I commonly hear about the linearity of the residual stream of Transformer language models. Linearity, it is argued, is powerful for interpretability, and gives validity to interpretability tools like logit lens and steering vectors. In this brief note, we ask, linear with respect to what? We argue that the residual stream is not linear with respect to anything that gives us significant leverage.

The additive nature of updates to the residual stream is still interesting, but not as powerful as linearity. Futher, empirically, assuming additive changes correspond to generalizing behavior change seems to work in some cases, perhaps because of what functions are easy to learn with residual connections. However, I encourage researchers not to refer to the Transformer's architecture to assign interpretability/control value to methods that implicitly assume linearity, and to instead let those methods' empirical results stand alone.

If you're not familiar with these concepts, I encourage you to first read Elhage et al., 2021.

What this post is not about

This post is not about the linear representation hypothesis---roughly, that high-level concepts can empirically be intervened upon through additive changes. Nor is it about about superposition or polysemanticity. We're just interested in clarity of thought around the Transformer architecture.

The Residual Stream

By the residual stream, we mean the sequence of hidden states of a token as each layer processes it. For example, the residual stream for the $i$-th token in the $\ell$-th layer is given by:

\begin{align} &h^{(0)}_i = E w_i\\ &\tilde{h}^{(\ell)}_i = h^{(\ell-1)}_i + \text{MLP}(h^{(\ell-1)}_i)\\ &h^{(\ell)}_i = \tilde{h}^{(\ell)}_i + \text{Attn}(\tilde{h}^{(\ell)}_{1:i})_i \end{align}
where $\tilde{h}^{(\ell)}_i$ is the residual stream after the MLP contribution from the $\ell$-th layer, and $h^{(\ell)}_i$ is the residual stream after the attention contribution from the $\ell$-th layer, and $Ew_i$ is the embedding matrix indexed at word $w_i$. So, each sublayer of the Transformer block- both the MLP and the attention- adds a vector to the residual stream.

What is the residual stream linear with respect to?

If I take a late-layer activation $h^{(\ell)}_i$, I can write it out as a sum of all contributions from all previous layers:
\begin{align} h^{(\ell)}_i = \sum_{j=1}^{\ell} \left( \text{MLP}(h^{(j-1)}_i) + \text{Attn}(\tilde{h}^{(j)}_{1:i})_i\right) \end{align}

This is a linear combination of the contributions from all previous layers, with all weights $1$. We could write this as linear operation with a tensor $\mathcal{H}\in\mathbb{R}^{d\times 2\ell}$ which is the result of stacking all the sublayers, and $\mathbf{1}^{2\ell}$, a $2\ell$-dimensional vector of 1s.
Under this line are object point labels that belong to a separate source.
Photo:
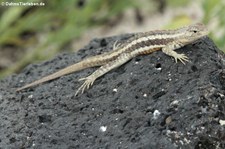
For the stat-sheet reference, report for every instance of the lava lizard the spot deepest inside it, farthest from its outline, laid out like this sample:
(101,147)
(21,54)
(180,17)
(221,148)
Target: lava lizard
(141,43)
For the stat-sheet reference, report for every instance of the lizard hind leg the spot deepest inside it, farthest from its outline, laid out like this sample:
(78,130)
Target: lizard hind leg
(87,83)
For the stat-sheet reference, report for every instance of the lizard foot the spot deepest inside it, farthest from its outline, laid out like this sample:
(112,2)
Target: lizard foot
(88,82)
(116,45)
(181,57)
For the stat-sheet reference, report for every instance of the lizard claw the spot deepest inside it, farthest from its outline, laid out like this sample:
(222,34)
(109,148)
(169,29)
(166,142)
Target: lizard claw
(88,82)
(181,57)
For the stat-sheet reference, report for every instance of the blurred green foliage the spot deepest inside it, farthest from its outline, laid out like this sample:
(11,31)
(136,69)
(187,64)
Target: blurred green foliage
(55,24)
(214,16)
(52,26)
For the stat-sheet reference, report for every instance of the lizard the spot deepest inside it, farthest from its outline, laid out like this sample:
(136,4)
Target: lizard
(141,43)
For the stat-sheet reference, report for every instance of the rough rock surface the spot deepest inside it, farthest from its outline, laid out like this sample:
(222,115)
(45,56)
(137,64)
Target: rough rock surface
(150,102)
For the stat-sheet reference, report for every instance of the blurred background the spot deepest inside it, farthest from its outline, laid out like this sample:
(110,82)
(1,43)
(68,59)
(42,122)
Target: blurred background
(36,30)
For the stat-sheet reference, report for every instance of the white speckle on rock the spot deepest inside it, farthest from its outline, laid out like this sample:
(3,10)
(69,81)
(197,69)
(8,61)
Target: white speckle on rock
(103,128)
(222,122)
(115,90)
(30,96)
(156,114)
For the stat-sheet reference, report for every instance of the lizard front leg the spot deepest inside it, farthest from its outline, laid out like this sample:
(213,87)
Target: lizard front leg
(169,50)
(120,60)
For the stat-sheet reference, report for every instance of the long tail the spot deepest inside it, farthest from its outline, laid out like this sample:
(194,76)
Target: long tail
(70,69)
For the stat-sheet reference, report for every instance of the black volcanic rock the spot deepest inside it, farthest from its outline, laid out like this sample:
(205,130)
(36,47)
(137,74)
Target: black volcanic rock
(150,102)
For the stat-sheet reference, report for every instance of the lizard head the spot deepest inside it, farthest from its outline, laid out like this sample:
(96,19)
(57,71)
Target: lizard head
(193,32)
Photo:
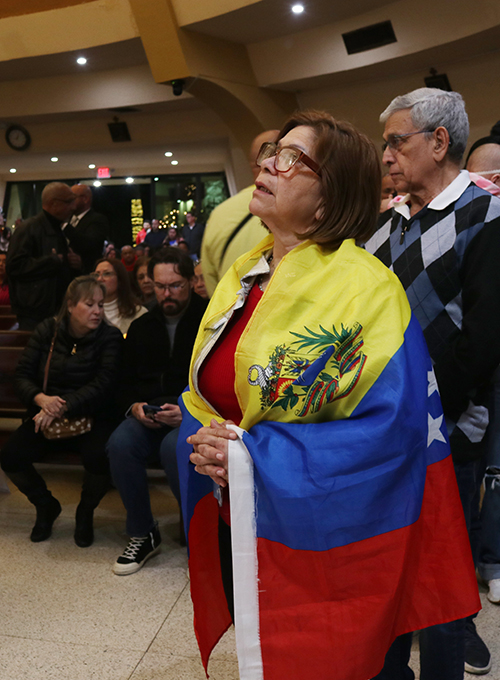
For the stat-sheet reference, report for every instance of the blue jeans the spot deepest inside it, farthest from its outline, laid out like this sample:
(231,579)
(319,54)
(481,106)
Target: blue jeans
(442,647)
(130,448)
(489,554)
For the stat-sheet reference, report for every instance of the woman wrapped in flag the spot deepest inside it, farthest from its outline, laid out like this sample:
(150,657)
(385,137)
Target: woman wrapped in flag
(319,497)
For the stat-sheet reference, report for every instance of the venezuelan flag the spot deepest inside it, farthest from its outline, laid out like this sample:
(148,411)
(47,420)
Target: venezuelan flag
(347,528)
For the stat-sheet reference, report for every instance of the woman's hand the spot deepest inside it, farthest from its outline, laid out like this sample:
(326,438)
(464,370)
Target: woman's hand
(170,414)
(42,421)
(210,450)
(53,406)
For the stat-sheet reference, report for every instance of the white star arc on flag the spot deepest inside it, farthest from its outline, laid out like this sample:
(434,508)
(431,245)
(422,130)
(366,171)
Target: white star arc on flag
(434,430)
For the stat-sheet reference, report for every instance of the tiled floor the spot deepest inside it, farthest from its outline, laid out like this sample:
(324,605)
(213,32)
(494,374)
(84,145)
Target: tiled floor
(66,616)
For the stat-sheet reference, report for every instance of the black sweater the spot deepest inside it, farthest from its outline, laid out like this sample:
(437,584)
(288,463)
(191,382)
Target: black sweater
(83,371)
(153,371)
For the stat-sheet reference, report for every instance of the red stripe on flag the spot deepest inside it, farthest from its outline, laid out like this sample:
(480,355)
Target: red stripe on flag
(211,615)
(334,614)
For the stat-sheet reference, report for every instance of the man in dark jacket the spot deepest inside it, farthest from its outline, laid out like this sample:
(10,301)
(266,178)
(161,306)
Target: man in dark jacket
(38,267)
(87,229)
(156,365)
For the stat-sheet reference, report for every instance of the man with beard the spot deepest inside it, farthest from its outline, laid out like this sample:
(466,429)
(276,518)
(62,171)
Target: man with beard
(156,364)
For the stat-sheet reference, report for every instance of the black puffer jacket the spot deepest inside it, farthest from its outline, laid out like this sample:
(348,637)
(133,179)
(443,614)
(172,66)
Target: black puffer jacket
(83,371)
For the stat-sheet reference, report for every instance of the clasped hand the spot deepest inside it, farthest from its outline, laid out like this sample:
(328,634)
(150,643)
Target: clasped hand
(210,450)
(50,408)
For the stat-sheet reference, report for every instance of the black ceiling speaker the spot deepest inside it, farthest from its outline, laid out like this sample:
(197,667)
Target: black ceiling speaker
(369,37)
(119,131)
(438,80)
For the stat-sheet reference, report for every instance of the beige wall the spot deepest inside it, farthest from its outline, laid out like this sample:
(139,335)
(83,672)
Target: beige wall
(475,78)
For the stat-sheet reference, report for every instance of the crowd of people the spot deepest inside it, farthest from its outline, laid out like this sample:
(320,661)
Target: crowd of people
(321,390)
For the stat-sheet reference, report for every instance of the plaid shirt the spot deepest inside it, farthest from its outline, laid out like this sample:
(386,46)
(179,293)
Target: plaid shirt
(447,257)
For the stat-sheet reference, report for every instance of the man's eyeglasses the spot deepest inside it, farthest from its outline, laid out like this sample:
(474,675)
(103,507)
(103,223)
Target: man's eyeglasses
(285,157)
(66,200)
(395,142)
(171,287)
(103,275)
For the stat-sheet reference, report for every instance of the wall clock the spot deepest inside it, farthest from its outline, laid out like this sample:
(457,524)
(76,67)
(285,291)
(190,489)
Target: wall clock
(17,137)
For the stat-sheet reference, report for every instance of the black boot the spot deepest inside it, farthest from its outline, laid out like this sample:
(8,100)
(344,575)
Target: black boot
(47,507)
(46,514)
(93,489)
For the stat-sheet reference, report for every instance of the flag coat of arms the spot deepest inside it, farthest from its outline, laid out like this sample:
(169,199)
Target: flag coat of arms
(346,524)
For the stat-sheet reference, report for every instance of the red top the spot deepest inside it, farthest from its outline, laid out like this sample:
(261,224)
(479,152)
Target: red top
(217,373)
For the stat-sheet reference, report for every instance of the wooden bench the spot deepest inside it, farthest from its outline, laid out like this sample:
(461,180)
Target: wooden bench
(7,322)
(12,344)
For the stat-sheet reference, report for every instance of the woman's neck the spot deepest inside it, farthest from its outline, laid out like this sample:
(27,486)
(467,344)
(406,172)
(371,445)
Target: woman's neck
(283,244)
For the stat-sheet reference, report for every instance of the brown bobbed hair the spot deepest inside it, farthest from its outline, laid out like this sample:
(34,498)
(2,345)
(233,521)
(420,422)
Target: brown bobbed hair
(127,301)
(81,288)
(350,178)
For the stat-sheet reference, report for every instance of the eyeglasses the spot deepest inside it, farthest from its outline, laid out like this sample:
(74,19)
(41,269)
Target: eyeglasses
(171,287)
(103,275)
(285,157)
(66,200)
(395,142)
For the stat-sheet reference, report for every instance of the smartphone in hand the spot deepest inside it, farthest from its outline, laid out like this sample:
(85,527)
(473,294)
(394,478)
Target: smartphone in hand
(150,410)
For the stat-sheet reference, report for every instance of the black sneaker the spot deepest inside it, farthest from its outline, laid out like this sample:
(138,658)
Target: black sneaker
(477,655)
(138,551)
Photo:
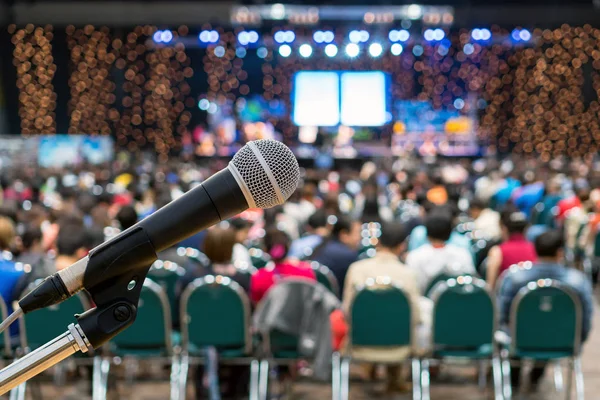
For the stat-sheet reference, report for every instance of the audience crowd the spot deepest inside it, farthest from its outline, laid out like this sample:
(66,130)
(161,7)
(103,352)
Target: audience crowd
(409,220)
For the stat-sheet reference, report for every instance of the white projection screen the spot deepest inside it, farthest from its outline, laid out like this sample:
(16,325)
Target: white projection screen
(316,98)
(331,98)
(363,99)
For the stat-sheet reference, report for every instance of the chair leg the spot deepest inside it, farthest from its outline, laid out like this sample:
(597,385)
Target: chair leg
(558,378)
(506,384)
(345,378)
(416,373)
(254,377)
(183,372)
(579,378)
(425,379)
(175,371)
(569,385)
(263,383)
(497,373)
(482,378)
(335,376)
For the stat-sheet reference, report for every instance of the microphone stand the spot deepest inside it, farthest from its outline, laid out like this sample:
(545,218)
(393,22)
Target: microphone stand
(115,284)
(39,360)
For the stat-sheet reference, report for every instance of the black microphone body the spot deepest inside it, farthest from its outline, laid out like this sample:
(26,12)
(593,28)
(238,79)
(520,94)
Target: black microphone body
(216,199)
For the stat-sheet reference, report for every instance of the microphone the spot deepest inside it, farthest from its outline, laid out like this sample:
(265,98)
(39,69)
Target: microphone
(262,174)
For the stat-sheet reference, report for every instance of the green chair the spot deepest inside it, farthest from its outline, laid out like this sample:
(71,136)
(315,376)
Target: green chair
(380,316)
(325,277)
(463,328)
(167,274)
(545,325)
(215,314)
(149,338)
(259,258)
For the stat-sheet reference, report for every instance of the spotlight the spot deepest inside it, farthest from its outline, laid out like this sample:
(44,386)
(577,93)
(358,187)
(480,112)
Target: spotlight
(396,49)
(516,34)
(438,34)
(352,50)
(403,35)
(485,34)
(285,50)
(318,37)
(262,52)
(219,51)
(428,35)
(354,36)
(252,37)
(305,50)
(375,49)
(167,36)
(290,36)
(279,37)
(331,50)
(243,38)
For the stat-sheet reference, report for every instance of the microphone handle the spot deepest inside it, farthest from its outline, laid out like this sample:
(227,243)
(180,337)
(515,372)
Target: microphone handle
(216,199)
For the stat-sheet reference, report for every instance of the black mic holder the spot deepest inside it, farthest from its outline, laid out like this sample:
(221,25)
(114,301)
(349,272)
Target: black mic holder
(114,279)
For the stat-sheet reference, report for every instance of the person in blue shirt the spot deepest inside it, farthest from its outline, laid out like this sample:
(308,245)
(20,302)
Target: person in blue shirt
(316,229)
(550,250)
(340,248)
(10,272)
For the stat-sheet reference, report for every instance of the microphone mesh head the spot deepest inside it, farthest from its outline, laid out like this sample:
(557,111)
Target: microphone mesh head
(269,170)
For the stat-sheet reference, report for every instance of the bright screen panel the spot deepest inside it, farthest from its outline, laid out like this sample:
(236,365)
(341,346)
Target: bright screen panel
(364,99)
(316,98)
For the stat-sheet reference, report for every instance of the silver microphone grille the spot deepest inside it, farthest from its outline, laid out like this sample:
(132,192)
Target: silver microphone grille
(267,172)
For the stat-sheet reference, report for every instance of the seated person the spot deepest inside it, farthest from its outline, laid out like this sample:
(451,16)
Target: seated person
(218,247)
(386,263)
(316,230)
(438,256)
(277,244)
(514,249)
(10,274)
(550,250)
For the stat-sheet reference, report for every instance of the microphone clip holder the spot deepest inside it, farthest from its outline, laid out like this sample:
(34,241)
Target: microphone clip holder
(114,282)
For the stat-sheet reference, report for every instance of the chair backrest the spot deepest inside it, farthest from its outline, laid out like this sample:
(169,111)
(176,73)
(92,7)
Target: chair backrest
(41,326)
(325,277)
(259,258)
(215,311)
(546,316)
(167,274)
(4,337)
(152,327)
(380,315)
(441,277)
(463,314)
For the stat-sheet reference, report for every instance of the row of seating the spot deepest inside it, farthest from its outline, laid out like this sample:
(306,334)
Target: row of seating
(215,314)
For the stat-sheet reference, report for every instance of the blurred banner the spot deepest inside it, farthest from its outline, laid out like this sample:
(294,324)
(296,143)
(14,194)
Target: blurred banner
(50,151)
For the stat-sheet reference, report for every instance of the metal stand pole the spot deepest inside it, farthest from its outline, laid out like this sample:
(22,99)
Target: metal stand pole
(43,358)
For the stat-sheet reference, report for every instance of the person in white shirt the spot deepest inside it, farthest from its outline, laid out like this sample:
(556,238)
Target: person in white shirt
(437,256)
(486,221)
(241,255)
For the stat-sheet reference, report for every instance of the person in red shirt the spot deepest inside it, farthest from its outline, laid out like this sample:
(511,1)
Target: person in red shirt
(277,244)
(514,249)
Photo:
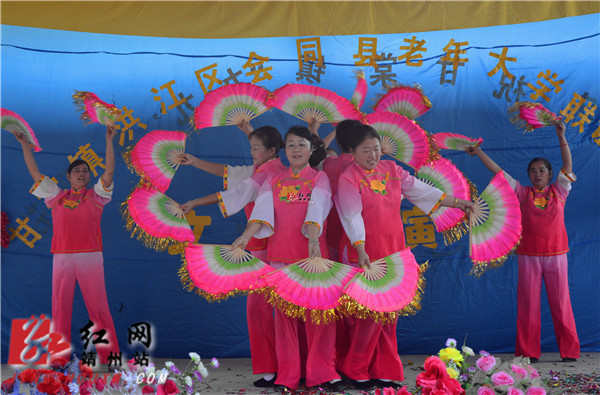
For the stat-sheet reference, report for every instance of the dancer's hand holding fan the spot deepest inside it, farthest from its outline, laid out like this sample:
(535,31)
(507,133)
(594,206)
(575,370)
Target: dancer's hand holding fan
(386,288)
(530,116)
(495,225)
(95,110)
(217,272)
(14,123)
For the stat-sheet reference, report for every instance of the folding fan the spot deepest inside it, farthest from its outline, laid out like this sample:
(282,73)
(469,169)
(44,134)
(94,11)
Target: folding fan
(215,272)
(404,100)
(456,141)
(392,286)
(156,219)
(495,225)
(442,174)
(155,157)
(231,105)
(360,92)
(95,110)
(312,285)
(309,102)
(401,138)
(529,116)
(14,123)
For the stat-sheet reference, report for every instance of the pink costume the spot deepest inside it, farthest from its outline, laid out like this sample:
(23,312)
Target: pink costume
(368,202)
(77,249)
(542,254)
(240,193)
(285,205)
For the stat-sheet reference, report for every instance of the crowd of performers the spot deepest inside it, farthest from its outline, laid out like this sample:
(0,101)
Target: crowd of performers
(351,214)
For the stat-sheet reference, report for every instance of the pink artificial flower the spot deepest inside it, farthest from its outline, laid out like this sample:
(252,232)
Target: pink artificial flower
(519,371)
(535,391)
(502,378)
(532,372)
(486,363)
(483,390)
(514,391)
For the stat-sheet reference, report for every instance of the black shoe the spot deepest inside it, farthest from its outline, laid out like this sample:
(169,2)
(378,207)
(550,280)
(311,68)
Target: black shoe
(262,383)
(363,385)
(338,386)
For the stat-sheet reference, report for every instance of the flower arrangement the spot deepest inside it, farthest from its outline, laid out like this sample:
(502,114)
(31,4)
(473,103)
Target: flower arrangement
(76,378)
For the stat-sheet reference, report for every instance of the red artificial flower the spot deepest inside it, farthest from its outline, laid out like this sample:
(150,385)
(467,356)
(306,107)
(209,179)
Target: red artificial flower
(84,388)
(28,376)
(58,363)
(49,385)
(85,370)
(99,384)
(8,384)
(114,382)
(167,388)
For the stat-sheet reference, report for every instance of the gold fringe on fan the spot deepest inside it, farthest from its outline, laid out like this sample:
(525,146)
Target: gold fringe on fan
(319,317)
(189,286)
(79,98)
(350,307)
(481,267)
(156,243)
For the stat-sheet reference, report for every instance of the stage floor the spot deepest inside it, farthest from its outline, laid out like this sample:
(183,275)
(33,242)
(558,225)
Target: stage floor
(234,376)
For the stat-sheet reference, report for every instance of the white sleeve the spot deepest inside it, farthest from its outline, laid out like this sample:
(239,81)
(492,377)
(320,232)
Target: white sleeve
(318,205)
(234,175)
(236,198)
(264,211)
(45,188)
(103,191)
(349,206)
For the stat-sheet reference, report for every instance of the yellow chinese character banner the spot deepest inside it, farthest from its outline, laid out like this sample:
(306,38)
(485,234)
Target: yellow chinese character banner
(470,75)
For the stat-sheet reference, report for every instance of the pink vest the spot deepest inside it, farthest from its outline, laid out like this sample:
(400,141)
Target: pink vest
(76,219)
(334,167)
(291,196)
(273,166)
(544,231)
(381,191)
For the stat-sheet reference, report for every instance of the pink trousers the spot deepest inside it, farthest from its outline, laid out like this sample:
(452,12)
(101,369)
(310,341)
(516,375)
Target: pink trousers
(320,351)
(372,352)
(87,269)
(554,271)
(261,329)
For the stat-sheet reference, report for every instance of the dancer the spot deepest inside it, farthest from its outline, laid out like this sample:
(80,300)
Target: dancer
(542,253)
(368,202)
(265,144)
(292,206)
(77,242)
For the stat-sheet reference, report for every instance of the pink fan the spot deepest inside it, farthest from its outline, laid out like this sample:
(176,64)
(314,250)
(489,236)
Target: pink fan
(392,286)
(156,219)
(309,103)
(15,124)
(216,273)
(95,110)
(311,286)
(404,100)
(231,105)
(456,141)
(442,174)
(360,92)
(529,116)
(495,224)
(401,138)
(155,157)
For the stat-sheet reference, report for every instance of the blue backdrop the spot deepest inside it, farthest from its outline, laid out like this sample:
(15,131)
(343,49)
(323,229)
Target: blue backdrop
(41,68)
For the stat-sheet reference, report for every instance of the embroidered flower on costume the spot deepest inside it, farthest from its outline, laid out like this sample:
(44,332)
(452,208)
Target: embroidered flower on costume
(378,186)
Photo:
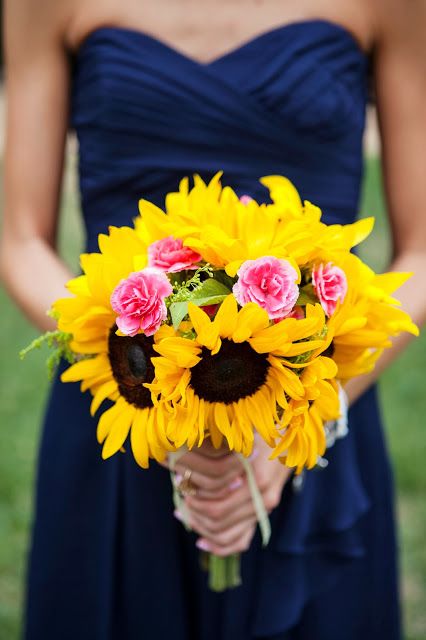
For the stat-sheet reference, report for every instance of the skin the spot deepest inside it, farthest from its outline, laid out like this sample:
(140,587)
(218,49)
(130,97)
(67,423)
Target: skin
(39,36)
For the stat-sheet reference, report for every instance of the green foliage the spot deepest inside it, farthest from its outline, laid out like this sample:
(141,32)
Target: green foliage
(59,343)
(199,292)
(24,388)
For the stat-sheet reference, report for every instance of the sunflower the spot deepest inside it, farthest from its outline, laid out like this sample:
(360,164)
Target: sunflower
(228,378)
(361,327)
(225,231)
(302,435)
(113,367)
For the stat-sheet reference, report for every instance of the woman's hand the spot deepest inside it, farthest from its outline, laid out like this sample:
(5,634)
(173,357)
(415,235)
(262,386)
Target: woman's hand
(225,516)
(214,472)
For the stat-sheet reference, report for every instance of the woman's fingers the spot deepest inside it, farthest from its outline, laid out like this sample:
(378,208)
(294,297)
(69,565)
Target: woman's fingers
(207,525)
(208,488)
(208,466)
(219,512)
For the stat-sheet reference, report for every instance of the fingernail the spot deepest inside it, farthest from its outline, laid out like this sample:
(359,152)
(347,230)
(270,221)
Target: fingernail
(236,484)
(203,545)
(254,454)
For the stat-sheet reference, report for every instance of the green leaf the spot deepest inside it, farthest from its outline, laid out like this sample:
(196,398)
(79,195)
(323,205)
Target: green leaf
(209,292)
(307,295)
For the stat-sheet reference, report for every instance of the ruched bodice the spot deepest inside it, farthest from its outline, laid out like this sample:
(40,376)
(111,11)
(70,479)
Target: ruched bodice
(109,561)
(290,101)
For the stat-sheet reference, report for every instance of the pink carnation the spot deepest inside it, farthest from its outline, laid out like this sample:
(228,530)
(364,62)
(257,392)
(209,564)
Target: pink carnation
(139,302)
(330,285)
(171,256)
(269,282)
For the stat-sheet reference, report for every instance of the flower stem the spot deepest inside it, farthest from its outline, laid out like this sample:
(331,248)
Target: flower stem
(224,573)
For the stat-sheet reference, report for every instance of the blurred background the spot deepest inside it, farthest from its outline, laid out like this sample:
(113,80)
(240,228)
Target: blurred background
(24,386)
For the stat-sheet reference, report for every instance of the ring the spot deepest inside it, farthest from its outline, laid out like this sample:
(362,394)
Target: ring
(185,486)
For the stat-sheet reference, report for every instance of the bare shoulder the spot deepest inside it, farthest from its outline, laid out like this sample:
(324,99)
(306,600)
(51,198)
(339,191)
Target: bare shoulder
(401,24)
(35,24)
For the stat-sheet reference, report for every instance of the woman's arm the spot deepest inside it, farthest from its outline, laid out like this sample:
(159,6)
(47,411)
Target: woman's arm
(37,112)
(400,72)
So, $\mathcal{H}$ looks like
\begin{align} \mathcal{H} = \begin{bmatrix} | & | & | & | & & | & | \\ \text{MLP}^{(1)} & \text{Attn}^{(1)}_i & \text{MLP}^{(2)} & \text{Attn}^{(2)}_i & \cdots & \text{MLP}^{(\ell)} & \text{Attn}^{(\ell)}_i \\ | & | & | & | & & | & | \end{bmatrix} \end{align}
and we have
\begin{align} h^{(\ell)}_i = \mathcal{H}\mathbf{1} \end{align}
Ok, so we can write any layer as linear in the previous layers at that index. What leverage does this give us? Well, consider the following intervention that is common in interpretability, both in steering vectors and in sparse autoencoder interventions: an additive intervention:
\begin{align} h'^{(q)}_i \leftarrow h^{(q)}_i + v \end{align}
For layer $\ell>q$ later in the network, does this mean that the way that $h^{(\ell)}$ changes will be predictable somehow? As in:
\begin{align} {\color{#c0392b}{h'^{(\ell)}_i}} \stackrel{?}{=} \mathcal{H}\mathbf{1} + {\color{#c0392b}{v}} \end{align}
Or
\begin{align} {\color{#c0392b}{h'^{(\ell)}_i}} \stackrel{?}{=} \mathcal{H}\mathbf{1} + {\color{#c0392b}f({v})} \end{align}
for some simple $f$? Neither is the case. We no longer have $\mathcal{H}$, because all layers after $q$ have been modified in non-linear ways. This is due to (1) the non-linearity in the MLP, (2) the non-linearity in the layer or RMS norm, and (3) even the attention mechanism drawing information from other indices. But mostly due to (1) and (2). We have
\begin{align} {\color{#c0392b}\mathcal{H}'} = \begin{bmatrix} | & | & | & | & & {\color{#c0392b}|} & {\color{#c0392b}|} & & {\color{#c0392b}|} & {\color{#c0392b}|} \\ \text{MLP}^{(1)} & \text{Attn}^{(1)}_i & \cdots & \text{MLP}^{(q)} & \text{Attn}^{(q)}_i & {\color{#c0392b}\text{MLP}'^{(q+1)}} & {\color{#c0392b}\text{Attn}'^{(q+1)}_i} & \cdots & {\color{#c0392b}\text{MLP}'^{(\ell)}} & {\color{#c0392b}\text{Attn}'^{(\ell)}_i} \\ | & | & | & | & & {\color{#c0392b}|} & {\color{#c0392b}|} & & {\color{#c0392b}|} & {\color{#c0392b}|} \end{bmatrix} \end{align}
Indeed, the way (sub)layer contributions after $h^{(q)}_i$ change reflect their corresponding functions' non-linearity, and the Attention sublayers even read differently from all the other tokens in the sequence! So, the residual stream is linear with respect to all sublayer contributions at that index, but because of the non-linear dependencies between the layers, this doesn't give us any guarantees .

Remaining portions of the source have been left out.